# The hour a day project



## humakt (Jan 2, 2008)

For some time I have had trouble getting lots of figures painted. This has made building completed armies a very slow process. With me wanting build a 2400 point dwarf infantry army by November, plus complete a deamon army and some updates to my marines, I have decided I need a way to make my painting quicker.

To this end I have given myself a challenge to paint at least 1 hour everyday. This is obviously not going to be possible from a practical point of view as some days I go straight to gaming from work and so don't get a chance to paint anything. To get around this I will be able to make up an hours painting in the following days. So I really need a minimum of 7 hours painting a week.

The other criteria is that I must post an update in this thread everyday I paint with progress of what I have done. And this must be painting, not modelling, sculpting or converting. As a start I have already done 3 hours this week over the Tuesday and Wednesday evening.

I have no picture of this work, but here is a sample of one of the dwarfs I will be painting.



A further update tomorrow with the painting I will be doing tonight!


----------



## The Gunslinger (Apr 4, 2011)

That's a good idea, i always find once i get going with painting i actually enjoy it, its just getting started that's the problem. 
Best of luck and i look forward to seeing some progress


----------



## neferhet (Oct 24, 2012)

Nice idea.
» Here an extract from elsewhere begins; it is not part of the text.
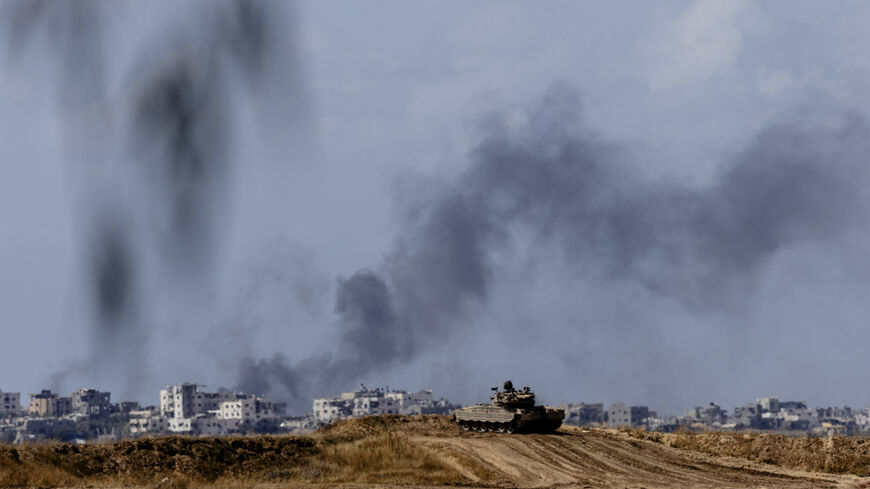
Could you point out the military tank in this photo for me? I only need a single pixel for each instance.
(511, 411)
Actually it will prove to be a good thing for your painting schedule. My most productive period was when i painted half an hour a day. Lots of minis painted, back then...


----------



## humakt (Jan 2, 2008)

Yesterday was about trying to get a group of 6 dwarfs complete. I managed about 1 1/2 hours so pretty good going.

Not sure there is much to see from the quick pictures I took, but here are the figures at the start of the session.
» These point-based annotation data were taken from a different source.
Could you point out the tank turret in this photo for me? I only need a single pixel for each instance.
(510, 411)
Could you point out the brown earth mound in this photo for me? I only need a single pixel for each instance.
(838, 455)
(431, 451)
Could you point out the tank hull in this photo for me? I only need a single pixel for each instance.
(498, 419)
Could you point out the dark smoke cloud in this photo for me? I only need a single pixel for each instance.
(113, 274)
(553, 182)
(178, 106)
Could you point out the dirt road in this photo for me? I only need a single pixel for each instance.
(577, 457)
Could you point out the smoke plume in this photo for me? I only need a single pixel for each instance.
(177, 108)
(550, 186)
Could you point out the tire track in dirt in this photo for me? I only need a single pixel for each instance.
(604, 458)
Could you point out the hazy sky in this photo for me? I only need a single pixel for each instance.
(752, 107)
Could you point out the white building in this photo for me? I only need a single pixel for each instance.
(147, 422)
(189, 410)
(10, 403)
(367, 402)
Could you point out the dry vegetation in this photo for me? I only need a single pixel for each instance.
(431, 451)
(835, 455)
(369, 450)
And the after session picture



I just have a few details to complete and a small amount of tidying up. I will then be able to move onto completing a squad of Beasts of Nurgle.

Going to continue posting here but also use a facebook group to try and encourage more people to get painted figures (I much prefer facing a painted army across the table). Facebook page is here https://www.facebook.com/groups/349718828549608/ but you can also start up a new thread on Heresy if facebook is too old school for you


----------



## humakt (Jan 2, 2008)

I am still managing to paint an hour a day, just not been able to get a post on the thread. Here is the completed work from Saturday.
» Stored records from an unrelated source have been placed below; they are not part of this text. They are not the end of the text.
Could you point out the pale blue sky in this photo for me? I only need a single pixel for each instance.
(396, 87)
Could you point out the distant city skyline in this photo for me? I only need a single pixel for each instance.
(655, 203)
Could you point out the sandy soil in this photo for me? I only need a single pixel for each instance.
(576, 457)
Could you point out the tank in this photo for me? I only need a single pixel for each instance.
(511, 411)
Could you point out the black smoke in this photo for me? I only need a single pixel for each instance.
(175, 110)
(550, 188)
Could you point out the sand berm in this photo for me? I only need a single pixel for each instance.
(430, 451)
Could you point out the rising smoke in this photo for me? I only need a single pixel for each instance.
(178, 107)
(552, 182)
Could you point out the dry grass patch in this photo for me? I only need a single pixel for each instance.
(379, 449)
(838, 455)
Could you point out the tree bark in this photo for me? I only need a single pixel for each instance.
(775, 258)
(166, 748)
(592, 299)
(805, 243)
I have started on the next batch of 5 dwarfs and have got go good start on them. I have also spent quite some time working on the beasts. I'll get a better WIP picture tonight of both these units.


----------



## humakt (Jan 2, 2008)

SInce my last post I have managed to almost complete a further 5 dwarfs. But a lot of time has been spent hand painting a banner. I have almost completed this and hope to get a picture up soon. That will be 16 dwarfs painted in 1 month, which is too slow.


----------



## neferhet (Oct 24, 2012)

I suggest you to change painting method, if you think it's too slow. You are now ( i think) doing base coluors + highlights. If you could live with "darker" models, you could do basecoat + washes. That would reduce 30% time for each model


----------



## Asamodai (Oct 19, 2008)

This is a great idea. At the moment I feel like everything I want to paint will take me the next decade at my current rate so I can sympathise. Good luck and keep it coming.


----------



## humakt (Jan 2, 2008)

neferhet said:


> I suggest you to change painting method, if you think it's too slow. You are now ( i think) doing base coluors + highlights. If you could live with "darker" models, you could do basecoat + washes. That would reduce 30% time for each model


Good idea, but I do enjoy the current level of my mini's I just need to speed it up a bit. Maybe some standard rank and file with no specials will help me speed up. I may switch to doing blocks of either 8 or 10 to try and speed it up a little.



Asamodai said:


> This is a great idea. At the moment I feel like everything I want to paint will take me the next decade at my current rate so I can sympathise. Good luck and keep it coming.


Its working out well so far. Its easier to stay motivated for small periods than trying to get a big block of 3 hours done in one go, for me at least.

And here is the latest models to be completed. I have noticed a part of the banner I don't like (the hanlde of the hammer) but I can fix that. The first 16 dwarfs are now completed except for the bases.


----------



## neferhet (Oct 24, 2012)

Well, given the detail of the banner and the quality of the freehand, i can now understand why you had a "slow" time!


----------



## SwedeMarine (Jun 3, 2013)

Nice to see your progress man. That banner is great.


----------



## Old Man78 (Nov 3, 2011)

That banner is really cool, cookie time!


----------



## Tawa (Jan 10, 2010)

Nice work on that banner h! :good:


----------